In a massive act of generosity Catherine Grant encouraged me to use my resistance as the starting point to my contribution to the symposium.

My reticence about watching the film was a response to the difficulties around rediscovering ‘lost stories’.  When Pride came out it was heralded as an inspiring lost story perfect for our troubled times.  Unlike the Left’s response at the time, different strands of the Left vied with each other to be inspired by LGSM in the here and now.

Anti UKIP activists , Left Unity ( who can claim the inheritance of LGSM as three of the group are now associated with Left Unity), Solidarity in Australia, Socialist Review and The Morning Star all found Pride ‘inspiring’. The Morning Star can rightly claim Mark Ashton as one of their own.  He was the secretary of the Young Communist League. The Morning Star can also rightly bemoan the forgetting of that particular fact by the film.  It has been noted that we might be allowed to have out gay heroes now, but not self-proclaimed communists)

My first thoughts about the importance, and perhaps my resistance, to the inspiring power of Pride were around the importance of understanding not just how some stories get remembered, but how they get wilfully forgotten too. I’ve got no interest in whether the film is accurate or not, but I am interested in how it wields its stories, and its sense of authenticity.  I wrote about LGSM and the intersections between gay activism, trade union solidarity, popular culture and the organised Left in my Phd and then in my first book Gay Men and the Left.  I suppose it isn’t surprising then that I was resistant to the idea of LGSM as a forgotten story to be rediscovered in a moving inspiring film.  Of course overly wordy analysis in an academic book doesn’t constitute a central role in popular historical memory.  It did rather rub my nose in the moat around the ivory tower that something I had spent months of my life researching, writing and talking about was seen as hitherto unacknowledged.  Take that Impact Agenda – I wrote a book and no-one noticed.

But this isn’t sour grapes.  It is the point.  Whilst we might be driven to colonise unchartered territory in our academic work in the name of originality, there is something much more interesting going on when a story is designated forgotten, and then re-designated as remembered.

Obviously I was not the only person to remember LGSM.  My reading list for the topic is a decent size.  The events were recorded, and digitally shared in two short documentaries available on YouTube All Out:  Dancing in Dulais, and a video about the Hacienda gig on the ‘Pits and Perverts’ tour.

 

LGSM is discussed at some length in books about gay history and politics, particularly those that emphasise the importance of personal testimony,  Radical Records edited by Cant and Hemmings for example.  Gay Left analysed LGSM at the time and Simon Watney had written about LGSM in two edited collections since.
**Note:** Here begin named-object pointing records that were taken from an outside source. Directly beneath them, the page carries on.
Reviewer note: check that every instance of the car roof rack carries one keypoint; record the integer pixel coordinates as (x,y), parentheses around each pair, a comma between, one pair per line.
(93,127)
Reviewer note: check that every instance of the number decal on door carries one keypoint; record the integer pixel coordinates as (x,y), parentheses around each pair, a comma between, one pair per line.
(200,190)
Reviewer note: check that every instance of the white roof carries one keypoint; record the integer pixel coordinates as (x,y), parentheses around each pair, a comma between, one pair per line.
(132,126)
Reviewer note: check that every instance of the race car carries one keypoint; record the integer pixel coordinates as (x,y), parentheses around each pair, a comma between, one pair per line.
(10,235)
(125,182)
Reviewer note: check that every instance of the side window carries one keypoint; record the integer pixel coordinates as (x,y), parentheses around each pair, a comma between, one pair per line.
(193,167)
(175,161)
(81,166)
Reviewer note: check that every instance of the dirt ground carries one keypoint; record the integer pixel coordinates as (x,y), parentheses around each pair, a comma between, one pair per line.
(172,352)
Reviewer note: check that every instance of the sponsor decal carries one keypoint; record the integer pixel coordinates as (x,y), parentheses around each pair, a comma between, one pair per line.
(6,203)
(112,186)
Ray Goodspeed, LGSM activist, wrote a long article about LGSM in 1989. Participant and activist Nicola Field documented LGSM in her book Over the Rainbow: Money, Class and Homophobia in 1995 ( and is currently crowd sourcing to fund a very timely republication of her book)  In fact in 2008 LGSM was described as ‘the most famous’ example of unity between gay activism and workplace organisation.    Diarmaid Kelliher situates Pride  alongside Micheál Karrigan’s play Pits and Perverts which was produced in Derry in 2013 and Owen Gower’s documentary Still the Enemy Within from 2014.
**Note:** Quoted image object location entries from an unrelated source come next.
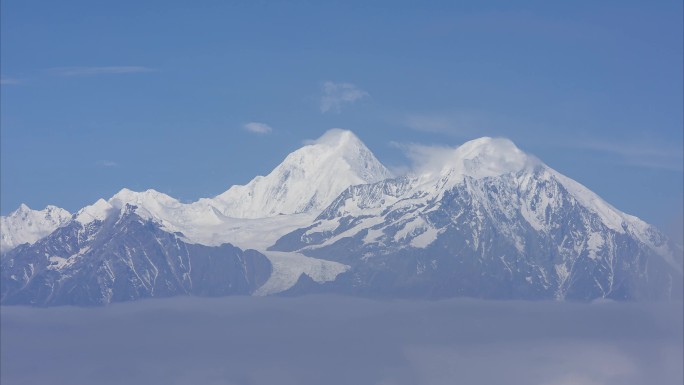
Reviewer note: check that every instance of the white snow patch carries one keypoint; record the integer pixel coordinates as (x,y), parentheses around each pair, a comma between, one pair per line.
(25,225)
(426,238)
(594,244)
(288,267)
(98,211)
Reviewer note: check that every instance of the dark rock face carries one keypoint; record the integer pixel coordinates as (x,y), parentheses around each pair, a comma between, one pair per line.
(516,236)
(124,258)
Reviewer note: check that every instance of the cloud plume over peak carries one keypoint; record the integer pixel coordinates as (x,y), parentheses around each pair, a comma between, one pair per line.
(258,128)
(336,95)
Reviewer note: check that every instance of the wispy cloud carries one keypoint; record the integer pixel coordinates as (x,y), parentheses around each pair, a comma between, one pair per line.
(648,155)
(335,95)
(107,163)
(9,81)
(258,128)
(94,71)
(453,123)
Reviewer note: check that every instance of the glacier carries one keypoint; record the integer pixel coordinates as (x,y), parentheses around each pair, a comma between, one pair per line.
(484,219)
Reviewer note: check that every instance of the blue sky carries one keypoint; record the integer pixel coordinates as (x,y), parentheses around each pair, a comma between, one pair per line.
(97,96)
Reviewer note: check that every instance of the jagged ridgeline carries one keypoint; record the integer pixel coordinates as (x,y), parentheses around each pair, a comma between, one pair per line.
(486,221)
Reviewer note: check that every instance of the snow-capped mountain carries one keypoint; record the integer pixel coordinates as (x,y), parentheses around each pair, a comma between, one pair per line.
(27,226)
(488,220)
(99,259)
(307,180)
(481,220)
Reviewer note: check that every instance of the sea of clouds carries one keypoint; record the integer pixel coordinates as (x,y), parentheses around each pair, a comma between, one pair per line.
(340,340)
The film has heralded a new set of work looking not just at LGSM and its history, but at the processes of its representation in Pride too.  Both  Kelliher and Daryl Leeworthy have produced impressive articles in the wake of the film.  Both of whom move far beyond an account of ‘what happened’ to think about why it matters instead. Having always felt I’d done a bit of a half arsed job of researching LGSM in its own terms, rather than for the overall argument of my book, I was delighted to read the new and exciting work around LGSM.  I had been an unfunded Phd student, single parent of two and breastfeeding.  The journey deep into the archives to really learn from the experiences of LGSM, had been beyond me.  Scholars like Kelliher and Leeworthy have been able to do what the LSGM activists themselves did, get on the ground and connect with the stories, and think about the most fabulous ways to get the message out there.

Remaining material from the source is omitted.